Brake cable housing has the wire substrate wound in a "coil" configuration under the plastic outer sheath, and is designed to compress slightly and not shatter under the force you apply to the brake lever.

Proper shifter cable housing is "compressionless"; the wire substrate has the wires running lengthwise to the cable, parallel with the direction of the shifter cable. It makes a difference in how crisply the shifting works. Your SRV2.2 may be using this earlier housing.

NEVER use shift cable housing for brakes. It can't tolerate the higher forces you exert on the brake lever - it will collapse and you will lose your brakes altogether.
 

ratz

Wielder of the Rubber Mallet
1 New set of 110 bcd crank arms(prefer Sram), not sure what length the arms are available in. ARE JUST SRAM ARMS AVAILABLE, CAN'T LOCATE ANY?

If SRAM is the goal then Googling "SRAM Rival crankset" will get you a good starting point. FSA brand will be equally good at similar price points. ROTOR cranks are a another whole class better but tricky to mount on a yellow V. I started with the rival and learned a lot.

Link to the links. :cool:
http://www.ebay.com/itm/KMC-MASTER-LINKS-6-FOR-10-SPEED-NEW-/381394189625?hash=item58ccdd7d39
 

twhbent

Active Member
A few questions regarding cranks after some research which I'm not sure about.

1- Are different brand cranks universal in relation to fitting different bb bearing or are they bearing specific(ex. Sram Gpx crank must have Sram Gpx bearing etc)?

2- I have noticed the different bearing types(pf,bb etc) and not exactly sure how to determine what cranks are compatible with each type of bearing.

3-I assume that a 11spd crank can't be used with a 10 spd cassette?
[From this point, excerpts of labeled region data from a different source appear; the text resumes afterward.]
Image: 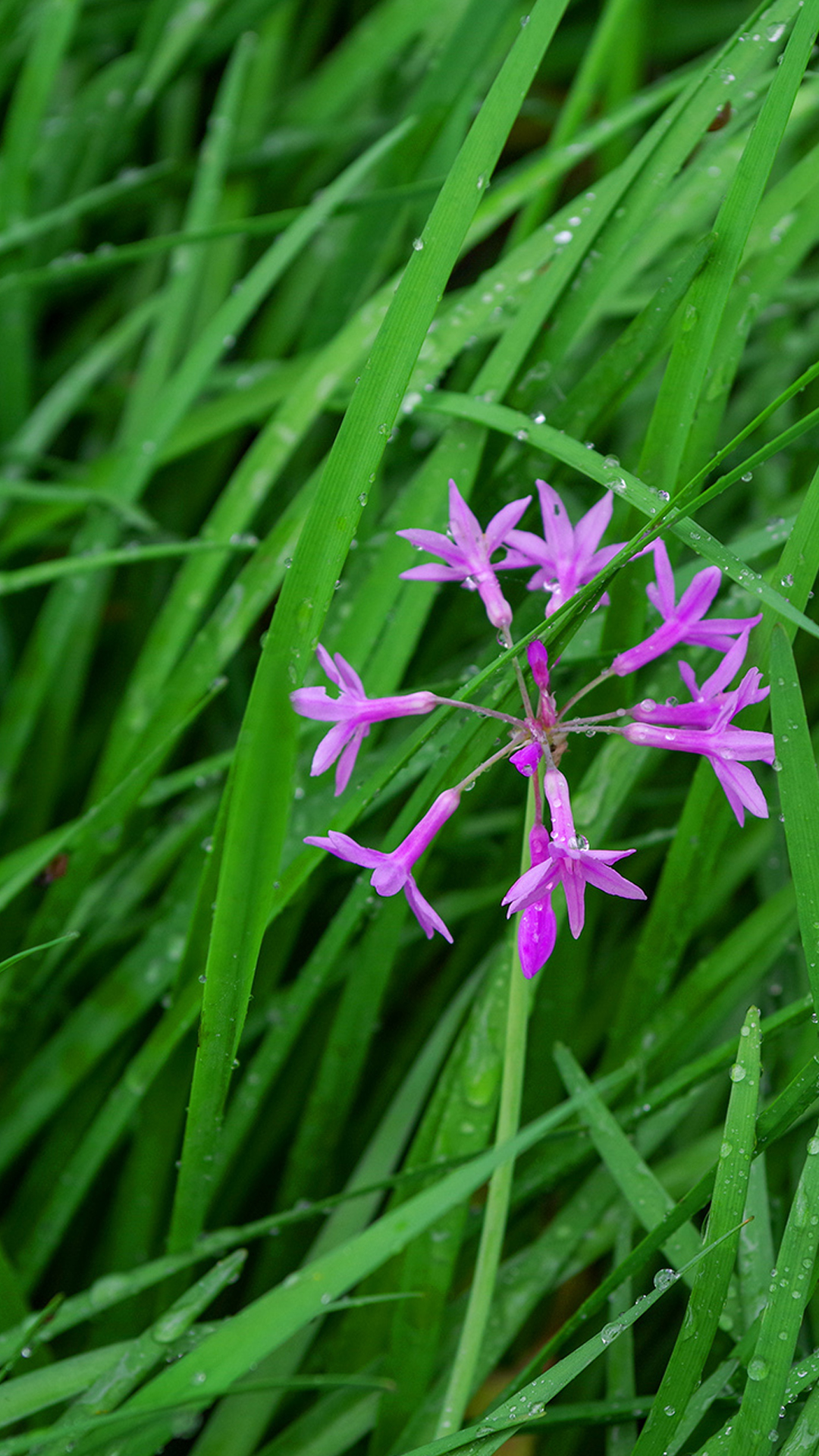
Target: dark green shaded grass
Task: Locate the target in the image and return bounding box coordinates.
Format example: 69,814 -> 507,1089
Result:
0,0 -> 819,1456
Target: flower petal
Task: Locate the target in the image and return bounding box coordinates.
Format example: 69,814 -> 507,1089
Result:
290,687 -> 350,723
403,875 -> 452,945
535,481 -> 574,562
561,859 -> 586,939
574,491 -> 609,559
484,495 -> 532,556
517,896 -> 557,980
335,723 -> 370,798
708,758 -> 768,827
305,828 -> 389,869
310,722 -> 356,779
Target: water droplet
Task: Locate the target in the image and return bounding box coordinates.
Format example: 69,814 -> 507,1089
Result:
654,1269 -> 678,1288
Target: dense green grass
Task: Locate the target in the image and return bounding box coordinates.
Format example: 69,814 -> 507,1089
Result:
0,0 -> 819,1456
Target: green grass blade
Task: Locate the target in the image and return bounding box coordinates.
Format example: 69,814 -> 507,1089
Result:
634,1006 -> 761,1456
771,625 -> 819,1006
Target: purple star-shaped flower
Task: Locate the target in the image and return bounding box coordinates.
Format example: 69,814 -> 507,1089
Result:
509,638 -> 557,779
517,824 -> 557,980
305,789 -> 460,943
504,481 -> 623,617
290,644 -> 438,795
623,708 -> 775,826
397,481 -> 532,632
629,628 -> 771,728
501,769 -> 645,939
612,540 -> 762,677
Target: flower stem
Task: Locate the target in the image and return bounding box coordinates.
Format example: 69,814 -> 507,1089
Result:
455,741 -> 517,791
436,780 -> 535,1439
435,693 -> 526,730
558,667 -> 612,722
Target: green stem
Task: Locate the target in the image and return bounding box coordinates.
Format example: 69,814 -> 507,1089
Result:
436,780 -> 535,1439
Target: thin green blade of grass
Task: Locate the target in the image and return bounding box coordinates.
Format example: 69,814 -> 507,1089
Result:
729,1118 -> 819,1456
172,0 -> 574,1247
393,1230 -> 752,1456
642,0 -> 819,494
373,954 -> 509,1451
112,1068 -> 631,1410
554,1046 -> 699,1269
0,540 -> 253,597
424,393 -> 819,636
771,625 -> 819,1008
120,35 -> 256,444
634,1006 -> 761,1456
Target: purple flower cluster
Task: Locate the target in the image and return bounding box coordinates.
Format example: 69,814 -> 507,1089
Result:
291,481 -> 774,977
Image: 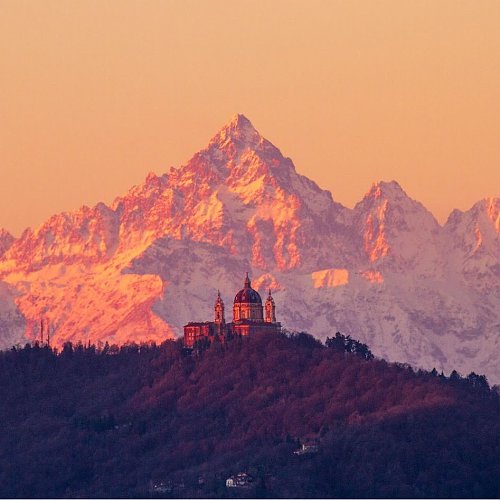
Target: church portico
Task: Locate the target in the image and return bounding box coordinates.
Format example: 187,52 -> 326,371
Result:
184,273 -> 281,349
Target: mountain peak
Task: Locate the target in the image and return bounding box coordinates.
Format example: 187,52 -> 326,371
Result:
365,180 -> 407,198
0,228 -> 15,255
210,113 -> 263,148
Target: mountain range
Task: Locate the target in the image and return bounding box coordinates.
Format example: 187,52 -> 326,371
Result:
0,115 -> 500,383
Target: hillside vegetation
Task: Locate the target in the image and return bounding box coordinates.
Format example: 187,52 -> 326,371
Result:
0,334 -> 500,498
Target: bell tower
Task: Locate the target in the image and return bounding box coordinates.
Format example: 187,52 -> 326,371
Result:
214,290 -> 226,325
264,289 -> 276,323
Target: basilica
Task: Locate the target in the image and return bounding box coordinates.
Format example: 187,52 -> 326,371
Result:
184,273 -> 281,349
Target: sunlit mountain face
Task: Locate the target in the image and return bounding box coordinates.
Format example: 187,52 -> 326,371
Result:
0,115 -> 500,383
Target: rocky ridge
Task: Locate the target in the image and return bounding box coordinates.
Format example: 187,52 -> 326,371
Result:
0,115 -> 500,383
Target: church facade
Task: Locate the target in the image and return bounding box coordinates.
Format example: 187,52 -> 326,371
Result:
184,273 -> 281,349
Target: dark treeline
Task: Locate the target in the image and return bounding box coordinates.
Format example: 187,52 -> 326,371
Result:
0,333 -> 500,498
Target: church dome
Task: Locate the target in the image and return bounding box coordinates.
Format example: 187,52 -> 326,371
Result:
234,273 -> 262,305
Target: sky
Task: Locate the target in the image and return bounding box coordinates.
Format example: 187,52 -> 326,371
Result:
0,0 -> 500,235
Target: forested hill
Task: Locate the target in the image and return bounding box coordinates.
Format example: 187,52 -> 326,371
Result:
0,334 -> 500,498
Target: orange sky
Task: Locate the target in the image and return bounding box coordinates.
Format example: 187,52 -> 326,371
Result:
0,0 -> 500,234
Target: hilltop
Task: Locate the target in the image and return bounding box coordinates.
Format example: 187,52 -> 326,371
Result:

Trying to fully understand before ordering to prevent returns.
 

ratz

Wielder of the Rubber Mallet
10sp/11sp cranks are compatible in most cases.
11sp front chain rings are mostly marketing. I've used 10sp/11sp ringa interchangeably

Cruzbike uses a BSA-68 english thread on the Bottom Bracket. Your bearing cups need to fit that width and thread pitch.

SRAM GXP is 24mm diameter spindle on the left and 22mm on the right; the BB cup needs to match.
Shimano is 24mm spindle on both sides; the BB cup needs to match.

When you settle on your crankset if you post it here we can verify the BB selection. Most Cranksets will include the BB and you just need to confirm the BSA-68 english thread. But you the included BB is usually middling quality and you can always upgrade.

I use RWC and find I'm very biased in my old age because of the quality of the product and the support.

Shimano style: http://www.enduroforkseals.com/id224.html
SRAM Stype: http://www.enduroforkseals.com/id225.html
 

twhbent

Active Member
Mr. Ratz, I believe I have finally found a crankset that listed the required criteria. Since my existing bb is gxp I figured it would be best to stay with gxp.(?)
It is from NiagaraCycle.com Sku-724296, Sram Rival,gxp,68mm,175mm,50/34,110bcd. When you have a minute would you please verify that this indeed will work as a simple
swap out with my existing crankset and I will then add the Q-Rings.
Thank you Sir.
 

ratz

Wielder of the Rubber Mallet
Unless you are really tall 175mm is still lot of crank arm, what's your X-seam length ?
The Vendetta will make you want to mass more and that will be compounds by the 175mm arms but then offset by the rings

For the rival you want the new model with the remove-able spider. Old versions have the forged spider and the way the tech is heading forge spiders give you less power meter options.
http://www.niagaracycle.com/categor...t-not-included-rival-22-gxp-165mm-50-34-black

For the 175 you'll need to hit amazon.com
http://www.amazon.com/gp/product/B0...rd_t=36701&pf_rd_p=2079475242&pf_rd_i=desktop

Pick 175mm 50x34 GXP as the option basically any option in the rival family that has 34 or 36T for the small ring will by definition be 110BCD
 

ratz

Wielder of the Rubber Mallet
x-seam is 42. I will go with the http://www.niagaracycle.com/categor...t-not-included-rival-22-gxp-165mm-50-34-black.:):):):)
Will get the above ordered along with the Q-Rings, chain and master links.
http://www.enduroforkseals.com/id225.html will be the next upgrade, those aluminum cans are getting harder to find.

You knees will thank you; my X-seam is also 42 and on a yellow-v I can just get a good fit with 165mm without cutting the silver slider; and my knees bottom out at 92 degrees.